I'm working on a presenttion project for which I needed to set the display on which a set of WPF applications are running. There's a total of 6 WPF applications that will be running on the same machine at once. Each application is going to be running on a different display. I thought I would share the solution that I used to control which display that each instance of this application went to.
The first thing I needed to do was to retrieve the information on how how many displays that the computer has and the coordinates of each display. The computer creates a single (logical) display and maps each display device to cover a range of coordinates on this logical display. So I needed to retrieve a list of the displays and the coordinates to which it is mapped. The class available for doing this is in in the System.Windows.Forms library. Since I wasn't making a Windows Forms application I didn't want to add a using directive that would include the entire library; if I did there would be some class names that exists both in this name space and a WPF name space that I was using that could cause some resolution issues. So I only included the single class from the namespace.
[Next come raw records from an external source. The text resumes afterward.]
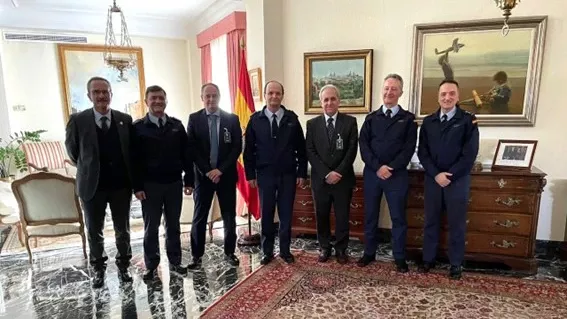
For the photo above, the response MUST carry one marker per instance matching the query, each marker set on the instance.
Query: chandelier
(506, 6)
(114, 54)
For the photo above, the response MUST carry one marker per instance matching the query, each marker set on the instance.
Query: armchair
(49, 207)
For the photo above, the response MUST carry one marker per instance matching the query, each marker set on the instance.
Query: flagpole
(248, 239)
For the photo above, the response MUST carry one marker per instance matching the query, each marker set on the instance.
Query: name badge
(227, 137)
(340, 143)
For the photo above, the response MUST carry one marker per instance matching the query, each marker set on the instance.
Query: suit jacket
(323, 154)
(82, 146)
(200, 144)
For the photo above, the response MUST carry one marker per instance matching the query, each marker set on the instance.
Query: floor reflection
(57, 285)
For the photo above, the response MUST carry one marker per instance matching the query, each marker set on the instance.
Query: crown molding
(216, 12)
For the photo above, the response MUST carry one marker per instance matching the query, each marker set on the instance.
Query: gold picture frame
(256, 84)
(350, 71)
(498, 76)
(80, 62)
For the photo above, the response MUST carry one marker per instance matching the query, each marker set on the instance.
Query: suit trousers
(396, 190)
(339, 198)
(454, 199)
(203, 196)
(95, 213)
(166, 200)
(276, 190)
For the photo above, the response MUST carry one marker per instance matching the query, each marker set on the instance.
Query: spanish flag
(243, 108)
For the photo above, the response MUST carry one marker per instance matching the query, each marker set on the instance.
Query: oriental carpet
(308, 289)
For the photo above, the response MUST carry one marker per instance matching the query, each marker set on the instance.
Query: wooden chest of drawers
(501, 221)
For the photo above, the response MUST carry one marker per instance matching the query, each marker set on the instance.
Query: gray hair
(329, 86)
(396, 77)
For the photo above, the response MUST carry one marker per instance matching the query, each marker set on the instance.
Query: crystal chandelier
(506, 6)
(121, 61)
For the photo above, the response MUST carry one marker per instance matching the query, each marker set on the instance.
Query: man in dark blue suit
(387, 143)
(215, 137)
(448, 146)
(275, 161)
using Screen=System.Windows.Forms.Screen
The Screen
class contains a member named AllScreens
that contains a collection of Screen
objects that give the information on each screen. If you wanted to make a simple WPF program that displayed all of the screens and their positions it only takes a few lines of code. The following is the code for the code-behind and the XAML for such a program.
public partial class MainWindow : Window
{
public MainWindow()
{
InitializeComponent();
this.DataContext = Screen.AllScreens;
}
}
<Window x:Class="ScreenTest.MainWindow"
xmlns="http://schemas.microsoft.com/winfx/2006/xaml/presentation"
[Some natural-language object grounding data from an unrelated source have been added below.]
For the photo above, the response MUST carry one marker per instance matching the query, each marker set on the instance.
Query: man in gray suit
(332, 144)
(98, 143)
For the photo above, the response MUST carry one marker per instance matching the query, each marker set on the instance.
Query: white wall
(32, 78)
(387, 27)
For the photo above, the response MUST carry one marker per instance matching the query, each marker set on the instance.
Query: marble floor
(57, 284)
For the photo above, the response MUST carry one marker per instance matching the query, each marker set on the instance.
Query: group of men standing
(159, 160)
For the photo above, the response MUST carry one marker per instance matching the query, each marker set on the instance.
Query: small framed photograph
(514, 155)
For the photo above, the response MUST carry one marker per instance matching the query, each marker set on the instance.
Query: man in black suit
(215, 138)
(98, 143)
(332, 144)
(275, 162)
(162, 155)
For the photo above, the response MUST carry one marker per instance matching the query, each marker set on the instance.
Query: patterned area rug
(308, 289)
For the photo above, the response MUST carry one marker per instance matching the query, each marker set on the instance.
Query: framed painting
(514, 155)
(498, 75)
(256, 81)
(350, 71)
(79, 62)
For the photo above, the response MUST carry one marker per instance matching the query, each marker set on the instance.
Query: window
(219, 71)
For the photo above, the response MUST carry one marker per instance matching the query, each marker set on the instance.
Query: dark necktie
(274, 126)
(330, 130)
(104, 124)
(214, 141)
xmlns:x="http://schemas.microsoft.com/winfx/2006/xaml"
Title="MainWindow" Height="350" Width="525">
<Grid>
<ListBox ItemsSource="{Binding}">
<ListBox.ItemTemplate>
<DataTemplate>
<StackPanel Orientation="Vertical">
<Grid>
<Grid.ColumnDefinitions>
<ColumnDefinition Width="100" />
<ColumnDefinition Width="100" />
<ColumnDefinition Width="100" />
<ColumnDefinition Width="100" />
<ColumnDefinition Width="100" />
</Grid.ColumnDefinitions>
<TextBlock Text="{Binding DeviceName}" />
<TextBlock Grid.Column="1" Text="{Binding WorkingArea.X}" />
<TextBlock Grid.Column="2" Text="{Binding WorkingArea.Y}" />
<TextBlock Grid.Column="3" Text="{Binding WorkingArea.Width}" />
<TextBlock Grid.Column="4" Text="{Binding WorkingArea.Height}" />
</Grid>
</StackPanel>
</DataTemplate>
</ListBox.ItemTemplate>
</ListBox>
</Grid>
</Window>
Screenshot of the interface running
For the programs that I'll be running I've set device name for the program's intended display in a configuration file. The typical display name for the first display is \\.\DISPLAY1
. I've made a method that will take the indended display name, try to find it, and set the position and size of the window accordingly.
void SetTargetDisplay()
{
var targetDeviceName = Settings.Default.DisplayDevice;
if(!String.IsNullOrEmpty(targetDeviceName))
{
var screen = (from s in Screen.AllScreens
where s.DeviceName.ToLower().Equals(targetDeviceName.ToLower())
select s).FirstOrDefault();
if (screen != null)
{
Left = screen.WorkingArea.Left;
Top = screen.WorkingArea.Top;
Width = screen.WorkingArea.Width;
Height = screen.WorkingArea.Height;
}
}
}
If the display doesn't exists (which could happen because of a typographical error or the program having been configured for another machine) then the method will just ignore the request.